What exactly is data science, where did it come from1, and why is it more important now than ever?
So often, when I come across a kind of nebulous interdisciplinary term or concept, I really actually like to go to Wikipedia and kind of see the first intro paragraph. Because in a sense, that represents the general consensus of all the people who have edited that document or that Wikipedia entry. So through the natural crowdsourcing, it kind of gives you this, maybe not objective truth of what it means, but what the agreed upon truth is.
What is Data Science
And if we go to the Wikipedia on data science, the first sentence basically says data science is an interdisciplinary field that uses scientific methods, processes, algorithms and systems to extract knowledge and insights from data and apply knowledge and actionable insights across a broad range of domains. And just that one sentence, it kind of says a lot but also says nothing, it’s kind of too vague.
But the key things to take away from this is data science is very interdisciplinary. And because of that, it’s fairly broad. You’re going to use some techniques from computer science, statistics, math, business kind of everything in between. The second bit that I want to pull from just this sentence is knowledge and insights from data. So this is kind of an overlap between data science and something like statistics. But I would say that this is what somewhat distinguishes data science from maybe something like pure math, math deals with the same kind of analytical thinking that you might use in data science. But pure math is kind of one step removed and purely abstract in a sense.

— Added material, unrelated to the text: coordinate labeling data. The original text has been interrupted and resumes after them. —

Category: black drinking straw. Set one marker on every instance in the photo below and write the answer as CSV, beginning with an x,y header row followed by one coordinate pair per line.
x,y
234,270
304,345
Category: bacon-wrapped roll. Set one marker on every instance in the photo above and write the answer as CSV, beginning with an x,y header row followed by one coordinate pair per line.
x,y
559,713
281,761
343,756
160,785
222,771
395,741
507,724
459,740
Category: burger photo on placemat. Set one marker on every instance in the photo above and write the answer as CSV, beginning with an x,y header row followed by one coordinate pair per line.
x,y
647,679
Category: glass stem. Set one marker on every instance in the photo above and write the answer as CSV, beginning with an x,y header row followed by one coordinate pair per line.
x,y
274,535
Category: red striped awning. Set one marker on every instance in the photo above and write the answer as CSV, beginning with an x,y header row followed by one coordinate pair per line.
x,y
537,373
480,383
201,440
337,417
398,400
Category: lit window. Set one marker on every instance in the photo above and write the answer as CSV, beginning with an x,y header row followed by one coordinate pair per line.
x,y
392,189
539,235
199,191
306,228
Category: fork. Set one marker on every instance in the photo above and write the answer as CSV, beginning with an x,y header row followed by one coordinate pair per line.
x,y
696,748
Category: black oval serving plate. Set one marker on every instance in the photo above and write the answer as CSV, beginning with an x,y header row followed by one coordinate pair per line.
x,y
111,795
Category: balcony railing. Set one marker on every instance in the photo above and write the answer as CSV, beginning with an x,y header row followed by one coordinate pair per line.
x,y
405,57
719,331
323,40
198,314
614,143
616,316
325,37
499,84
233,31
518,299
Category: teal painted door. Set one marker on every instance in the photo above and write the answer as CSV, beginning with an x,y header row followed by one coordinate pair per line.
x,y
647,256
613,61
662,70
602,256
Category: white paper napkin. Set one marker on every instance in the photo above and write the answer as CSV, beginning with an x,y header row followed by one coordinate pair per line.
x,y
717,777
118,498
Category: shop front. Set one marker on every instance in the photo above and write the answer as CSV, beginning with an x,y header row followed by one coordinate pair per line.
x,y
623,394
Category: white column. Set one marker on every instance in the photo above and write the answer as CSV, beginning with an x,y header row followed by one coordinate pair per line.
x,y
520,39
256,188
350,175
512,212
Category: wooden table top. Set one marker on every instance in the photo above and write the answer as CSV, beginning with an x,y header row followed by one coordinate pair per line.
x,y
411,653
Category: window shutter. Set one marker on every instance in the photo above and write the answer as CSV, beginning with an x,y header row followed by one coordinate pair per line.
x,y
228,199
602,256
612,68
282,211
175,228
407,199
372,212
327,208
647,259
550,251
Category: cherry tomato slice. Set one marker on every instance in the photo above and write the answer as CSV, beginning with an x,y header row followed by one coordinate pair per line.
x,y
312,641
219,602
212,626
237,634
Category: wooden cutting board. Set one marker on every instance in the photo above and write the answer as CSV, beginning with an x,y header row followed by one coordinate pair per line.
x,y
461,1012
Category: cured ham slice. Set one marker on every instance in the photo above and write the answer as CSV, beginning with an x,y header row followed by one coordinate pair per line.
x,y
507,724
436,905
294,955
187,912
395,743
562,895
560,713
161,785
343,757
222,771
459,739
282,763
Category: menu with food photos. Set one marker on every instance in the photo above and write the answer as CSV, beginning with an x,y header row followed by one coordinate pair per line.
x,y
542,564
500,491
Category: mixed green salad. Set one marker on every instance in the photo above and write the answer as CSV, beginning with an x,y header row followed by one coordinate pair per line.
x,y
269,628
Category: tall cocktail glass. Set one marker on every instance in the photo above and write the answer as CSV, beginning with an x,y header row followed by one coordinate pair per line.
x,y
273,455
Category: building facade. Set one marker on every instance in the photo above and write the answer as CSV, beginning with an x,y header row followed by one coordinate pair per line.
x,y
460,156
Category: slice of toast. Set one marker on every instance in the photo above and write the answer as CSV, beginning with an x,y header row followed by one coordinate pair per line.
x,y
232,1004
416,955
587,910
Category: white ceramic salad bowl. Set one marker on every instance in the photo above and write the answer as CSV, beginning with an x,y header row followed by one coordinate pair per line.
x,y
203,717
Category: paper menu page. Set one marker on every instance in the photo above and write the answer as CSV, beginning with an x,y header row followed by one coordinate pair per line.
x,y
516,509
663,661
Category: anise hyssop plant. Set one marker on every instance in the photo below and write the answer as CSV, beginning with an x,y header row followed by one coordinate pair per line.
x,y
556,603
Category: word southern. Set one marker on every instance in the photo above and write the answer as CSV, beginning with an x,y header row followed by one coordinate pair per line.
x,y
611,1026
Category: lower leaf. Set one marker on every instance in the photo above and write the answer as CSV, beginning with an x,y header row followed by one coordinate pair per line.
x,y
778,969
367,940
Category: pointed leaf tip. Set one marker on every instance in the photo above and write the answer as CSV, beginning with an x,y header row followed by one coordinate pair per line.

Now, data science and statistics both are, how do we get some insight or knowledge from some data? So that’s where there’s the overlap. But what I would argue that distinguishes data science from statistics, and there’s always people who would argue applied statistics is the same as data science and kind of, you could argue either, but for the sake of these videos, when I talk about statistics I’m going to kind of talk about it more in an academic sense. And when I talk about data science, it’s really going to be about this, applying these insights you’ve garnered from your data to some broad range of applications. So there needs to be some end application and usually it needs to provide some value to someone. So with that definition out of the way the second thing I like to do when I come to a new term, field, concept, domain is get a little bit of historical context on.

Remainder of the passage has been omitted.